C’est le cas hélas que cite ce même article du Washington Post, d’après deux sources distinctes, l‘Electronic Frontier Foundation et l’Electronic Privacy Information Center, qui font état d’un contrat signé le 19 février 2009 entre Google et une agence fédérale que personne ne veut nommer.

Si l’interdiction est levée, ce contrat et bien d’autres se passeront dans le silence le plus absolu ; les agences fédérales n’auront plus à soulever et motiver des exceptions pour obtenir le droit de passer des accords avec des réseaux sociaux ou collaboratifs privés et centralisés, comme Facebook, Flicker, etc.
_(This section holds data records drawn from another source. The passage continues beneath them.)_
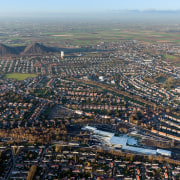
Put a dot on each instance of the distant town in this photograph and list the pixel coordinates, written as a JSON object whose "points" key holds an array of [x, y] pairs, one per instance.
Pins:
{"points": [[107, 110]]}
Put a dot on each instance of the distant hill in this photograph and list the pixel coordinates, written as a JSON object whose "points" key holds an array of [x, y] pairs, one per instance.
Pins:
{"points": [[33, 49]]}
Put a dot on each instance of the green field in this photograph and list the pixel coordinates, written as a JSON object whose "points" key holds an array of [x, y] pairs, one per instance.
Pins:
{"points": [[18, 76]]}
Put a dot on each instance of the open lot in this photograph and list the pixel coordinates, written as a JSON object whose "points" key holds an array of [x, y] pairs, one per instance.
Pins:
{"points": [[18, 76]]}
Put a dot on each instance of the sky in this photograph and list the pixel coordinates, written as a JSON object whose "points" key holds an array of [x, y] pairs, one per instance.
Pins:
{"points": [[82, 6]]}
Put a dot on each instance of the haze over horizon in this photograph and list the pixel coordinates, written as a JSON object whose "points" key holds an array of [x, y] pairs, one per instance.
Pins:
{"points": [[21, 7]]}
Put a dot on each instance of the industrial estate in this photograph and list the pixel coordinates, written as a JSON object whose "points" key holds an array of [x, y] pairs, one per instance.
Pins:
{"points": [[89, 102]]}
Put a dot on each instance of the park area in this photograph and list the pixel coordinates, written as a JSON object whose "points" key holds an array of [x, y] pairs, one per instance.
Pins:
{"points": [[19, 76]]}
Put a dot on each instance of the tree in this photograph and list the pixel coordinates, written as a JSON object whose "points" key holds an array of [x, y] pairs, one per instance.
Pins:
{"points": [[32, 172]]}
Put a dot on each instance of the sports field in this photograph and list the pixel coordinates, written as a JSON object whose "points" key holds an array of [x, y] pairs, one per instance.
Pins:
{"points": [[18, 76]]}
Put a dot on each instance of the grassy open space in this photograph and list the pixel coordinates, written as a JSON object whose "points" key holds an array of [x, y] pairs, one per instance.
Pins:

Toujours dans le but de récolter et miner des données laissées par le citoyen.

J’aurais une dernière prévention pour Barack Obama et ses conseillers : le fait qu’après tout les risques de collusion entre les pouvoirs privés et publics, après tant d’affaires qui ponctuent l’histoire politique des Etats-unis, cette fois-ci seront écartés. Car n’avons nous pas là, pour une fois, un personnel politique extrêmement sensible et “au courant” des bonnes pratiques en matière de nouvelles technologies ?

Regardons objectivement si c’est le cas.

Je vous renvoie à un article du Wall Street Journal pour référence. Mais là, vous pourrez en trouver beaucoup d’autres : ces deux affaires sont plus connues, car elles ont pratiquement fait la une politique, ce dernier mois d’août.
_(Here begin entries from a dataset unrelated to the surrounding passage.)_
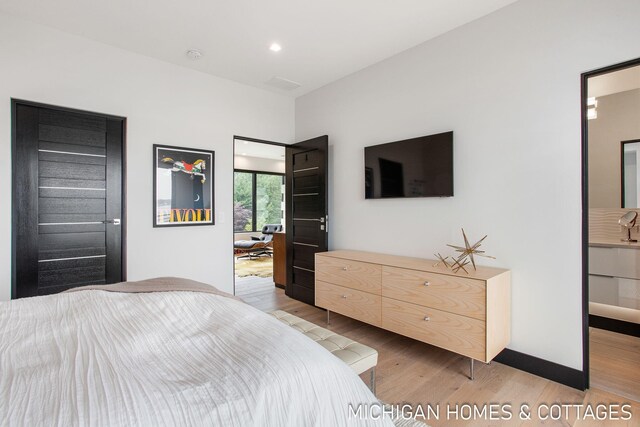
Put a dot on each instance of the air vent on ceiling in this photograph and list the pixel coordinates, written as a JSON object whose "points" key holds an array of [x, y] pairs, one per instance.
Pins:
{"points": [[282, 83]]}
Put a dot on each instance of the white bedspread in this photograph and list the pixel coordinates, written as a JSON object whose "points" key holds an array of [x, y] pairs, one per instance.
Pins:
{"points": [[165, 358]]}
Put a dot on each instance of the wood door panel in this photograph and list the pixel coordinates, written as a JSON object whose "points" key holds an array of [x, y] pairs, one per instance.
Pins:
{"points": [[72, 183], [63, 193], [71, 253], [70, 228], [72, 148], [71, 205], [460, 334], [74, 120], [71, 217], [93, 262], [307, 233], [71, 171], [455, 294], [78, 137], [69, 175], [306, 213], [71, 241], [48, 156], [78, 276]]}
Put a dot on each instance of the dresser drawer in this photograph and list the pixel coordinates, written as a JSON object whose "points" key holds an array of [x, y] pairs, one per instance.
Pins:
{"points": [[352, 303], [351, 274], [453, 332], [458, 295]]}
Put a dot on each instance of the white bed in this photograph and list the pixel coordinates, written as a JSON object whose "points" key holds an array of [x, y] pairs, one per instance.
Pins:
{"points": [[179, 358]]}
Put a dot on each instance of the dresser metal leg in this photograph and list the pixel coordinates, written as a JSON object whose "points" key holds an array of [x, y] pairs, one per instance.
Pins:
{"points": [[372, 383]]}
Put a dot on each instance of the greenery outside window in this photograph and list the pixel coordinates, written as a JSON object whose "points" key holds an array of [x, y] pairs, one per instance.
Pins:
{"points": [[257, 200]]}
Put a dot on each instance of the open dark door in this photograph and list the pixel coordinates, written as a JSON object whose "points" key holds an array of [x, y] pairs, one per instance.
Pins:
{"points": [[306, 200]]}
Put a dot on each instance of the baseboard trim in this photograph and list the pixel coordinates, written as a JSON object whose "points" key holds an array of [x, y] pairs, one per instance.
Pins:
{"points": [[614, 325], [542, 368]]}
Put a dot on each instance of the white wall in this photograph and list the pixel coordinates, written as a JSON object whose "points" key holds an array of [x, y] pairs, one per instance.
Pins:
{"points": [[164, 104], [508, 85], [259, 164]]}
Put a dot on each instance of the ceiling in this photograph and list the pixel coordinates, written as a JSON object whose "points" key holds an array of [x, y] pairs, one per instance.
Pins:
{"points": [[322, 41], [615, 82]]}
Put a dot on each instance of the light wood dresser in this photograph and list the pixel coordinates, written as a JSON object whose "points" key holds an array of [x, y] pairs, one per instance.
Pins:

Se rendant compte que les républicains avaient mis en place une campagne décentralisée, à partir du terrain, où chaque militant envoyait à sa famille, ses amis et ses connaissances un courrier vindicatif sur la réforme du système de santé, comment Obama et ses conseillers ont-ils choisi de contrer cette stratégie ?

Premièrement, par la délation.


Une adresse éléctronique a été mise en place à la Maison Blanche pour accueillir les dénonciations de tout bon citoyen qui trouvait un courrier électronique “suspect” (fishy) dans sa boîte aux lettres. Le citoyen n’avait qu’à faire suivre (forward) ce courrier en utilisant l’adresse généreusement fournie par les équipes du Président.

Evidemment, comme il existe encore des procédures démocratiques, il a suffit qu’un député républicain demande officiellement des explications pour que l’adresse des dénonciations soit définitivement supprimée.

Deuxièmement, par le spam (sic).


David Axelrod, l’un des conseillers principaux d’Obama, et paraît-il l’artisan de sa campagne, a trouvé une autre idée brillante. Pourquoi ne pas réveiller la base de manière centralisée ? Par exemple, se servir de listes d’adresses électroniques de prétendus soutiens populaires d’Obama, et d’envoyer le même courrier militant à tout le monde. Un coup de génie en effet…
Quelqu’un dans son entourage auraitpu lui expliquer qu’il s’agissait de spam, que c’était une erreur grossière et que les conséquences au niveau de la communication pouvait être plus négatives que les bénéfices espérés.

Là encore, cela fit scandale dans l’ensemble des médias et les républicains durent se taper sur les cuisses.

On peut à présent dresser une conclusion simple.

En accord avec l’industrie du Web Social, l’administration Obama entend profiler et constituer des bases de données sur les citoyens qui effectueront des démarches et des recherches d’informations sur les sites des agences fédérales.

Le gouvernement 2.0 est en plein essor.

Soit dans sa configuration envisagée, le contrôle du citoyen par son obligation de transparence comme garantie de sa participation à la vie collective. Servage prolongé jusqu’au bénéfices des acteurs privés du Web social.  Voici venir un meilleur monde selon O’Reilly, et je vois d’ici deux excellents connaisseurs de la technologie que sont Barack Obama et David Axelrod opiner du chef.

Il y a eu, à une lointaine époque, un projet à peu près similaire aux vues du village planétaire  transparent de Tim O’Reilly, inventé par le célèbre Walt Disney. La citée transparente idéale : les employés de la maison Disney qui, habitant dans les parcs d’attraction de la marque, montreraient l’exemple d’une vie réglée, vertueuse et heureuse aux clients ébahis par tant d’harmonie.

Projet qu’un artiste, lors d’une interview dans les Cahiers du cinéma, Orson Welles, qualifiait de fasciste.

Nous n’en serons pas loin si les intérêts privés en jeu se déploient avec l’aval d’un gouvernement affaibli et si peu circonspect face à la nouveauté.